Salvador Minuchin , expanding on the themes of his AFTA key-note plenary, discussed the risks of the exclusive focus of therapy in cognition and language at the expense of emotions and the experiential process. He fears that many therapist may be political prisoners of their own ideology, and even of their own political consciousness. The psychiatric establishment has been successful in moving with the times, while we, family therapists and, in theory, systemic thinkers, abandoned our dialogue with the mental health community forty years ago, and are now paying the consequences. He was, however, optimistic when analyzing new trends in our field, including  home-based family therapy for poor clients, which empowers the family ands allows the therapist to reconnect, once again, with the social context.

Luigi Boscolo brought us a vignette from Italy—until thirty years ago, a country of emigrants—, currently in the midst of progressive waves of immigrants, many undocumented, from North Africa, the Middle East, and more recently Albania. Accompanying the social problems created by their difficult assimilation—and an increase in petty crimes and panhandling—, there has been an increasingly powerful right-wing political current of intolerance and racism. In turn, health institutions and health workers are not prepared to provide health services to this population, nor aware of their own prejudices.
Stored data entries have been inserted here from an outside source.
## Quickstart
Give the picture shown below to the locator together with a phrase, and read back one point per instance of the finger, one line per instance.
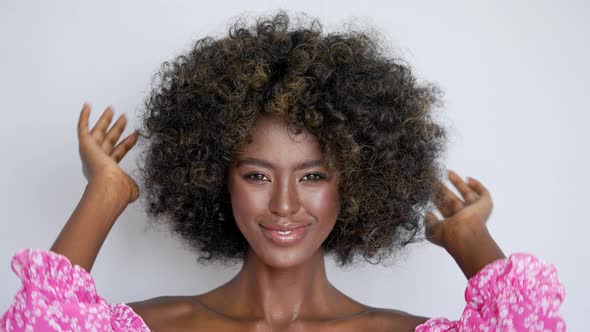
(433, 228)
(114, 134)
(469, 196)
(449, 203)
(102, 124)
(83, 121)
(479, 188)
(122, 148)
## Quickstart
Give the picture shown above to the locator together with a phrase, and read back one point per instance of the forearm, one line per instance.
(473, 250)
(85, 231)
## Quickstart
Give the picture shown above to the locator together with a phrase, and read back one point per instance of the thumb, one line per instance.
(434, 229)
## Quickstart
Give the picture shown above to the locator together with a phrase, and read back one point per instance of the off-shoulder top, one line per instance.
(518, 293)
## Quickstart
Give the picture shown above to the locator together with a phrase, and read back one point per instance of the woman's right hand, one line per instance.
(100, 156)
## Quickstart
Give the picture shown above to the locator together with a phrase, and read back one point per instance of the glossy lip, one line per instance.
(298, 230)
(284, 227)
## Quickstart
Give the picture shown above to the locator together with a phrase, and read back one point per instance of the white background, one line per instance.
(515, 74)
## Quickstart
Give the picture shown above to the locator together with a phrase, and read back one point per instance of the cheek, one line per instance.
(323, 204)
(246, 203)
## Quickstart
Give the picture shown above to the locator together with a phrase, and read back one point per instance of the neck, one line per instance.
(281, 295)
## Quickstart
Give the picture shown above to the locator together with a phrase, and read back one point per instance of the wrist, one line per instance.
(473, 250)
(111, 187)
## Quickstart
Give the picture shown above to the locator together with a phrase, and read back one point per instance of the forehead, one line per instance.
(272, 140)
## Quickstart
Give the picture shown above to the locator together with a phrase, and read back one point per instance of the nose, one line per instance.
(285, 198)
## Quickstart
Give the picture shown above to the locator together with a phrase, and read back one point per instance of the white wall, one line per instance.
(516, 99)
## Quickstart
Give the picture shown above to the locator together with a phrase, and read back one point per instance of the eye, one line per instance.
(314, 177)
(256, 177)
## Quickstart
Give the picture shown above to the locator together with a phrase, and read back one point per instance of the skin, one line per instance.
(278, 288)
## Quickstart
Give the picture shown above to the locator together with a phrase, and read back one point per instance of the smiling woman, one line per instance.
(274, 147)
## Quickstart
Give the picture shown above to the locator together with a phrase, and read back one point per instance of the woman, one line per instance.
(275, 147)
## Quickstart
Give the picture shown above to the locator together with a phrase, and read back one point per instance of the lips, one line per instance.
(284, 235)
(283, 227)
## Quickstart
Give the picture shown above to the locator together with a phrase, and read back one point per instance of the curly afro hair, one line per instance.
(373, 121)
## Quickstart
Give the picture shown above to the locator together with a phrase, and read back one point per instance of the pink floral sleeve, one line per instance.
(519, 293)
(56, 296)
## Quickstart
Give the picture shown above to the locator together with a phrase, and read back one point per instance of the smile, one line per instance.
(286, 237)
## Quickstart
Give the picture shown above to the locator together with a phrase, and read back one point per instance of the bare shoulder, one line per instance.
(157, 311)
(394, 320)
A post-modern focus on the therapist's biases, fostering humility, and favoring reflective teams has been the training avenue he favors, aimed at enhancing the therapist's awareness and their therapeutic efficacy.
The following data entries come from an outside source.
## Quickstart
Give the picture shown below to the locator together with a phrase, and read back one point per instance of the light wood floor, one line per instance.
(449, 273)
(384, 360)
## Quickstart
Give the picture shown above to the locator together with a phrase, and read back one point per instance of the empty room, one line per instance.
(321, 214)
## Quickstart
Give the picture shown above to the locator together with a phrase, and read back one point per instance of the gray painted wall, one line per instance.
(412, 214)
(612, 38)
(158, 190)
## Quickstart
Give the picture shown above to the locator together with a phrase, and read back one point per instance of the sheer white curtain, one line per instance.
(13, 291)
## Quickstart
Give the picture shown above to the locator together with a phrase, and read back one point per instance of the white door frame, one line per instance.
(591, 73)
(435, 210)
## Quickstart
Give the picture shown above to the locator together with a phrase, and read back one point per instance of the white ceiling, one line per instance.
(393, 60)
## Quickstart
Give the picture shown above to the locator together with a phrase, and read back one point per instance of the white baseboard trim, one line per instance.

Celia Falicov closed the event intertwining the auspicious theme of our 2001 convention: "Meeting of the Americas: The Family in a World Without Borders" with the no less inviting title of EFTA's Congress, "Traveling thorough Time and Space." Through this historical event, she stated, we are opening up to contacts world-wide, linking dialogues across continents.

Simultaneous sustained standing ovations in Florida and in Budapest crowned the conjoint session and acknowledged the impact of this encounter.

Post Scriptum: As I proofread this summary of this marvelous event, full of promises of joint endeavors, loaded with projects for a more luminous future—of an event that seems to have taken place so long ago, namely some three months before September 11—, I wonder how many times can we lose our optimism, and how much energy we have to devote to rebuild it, once and over again. Peace.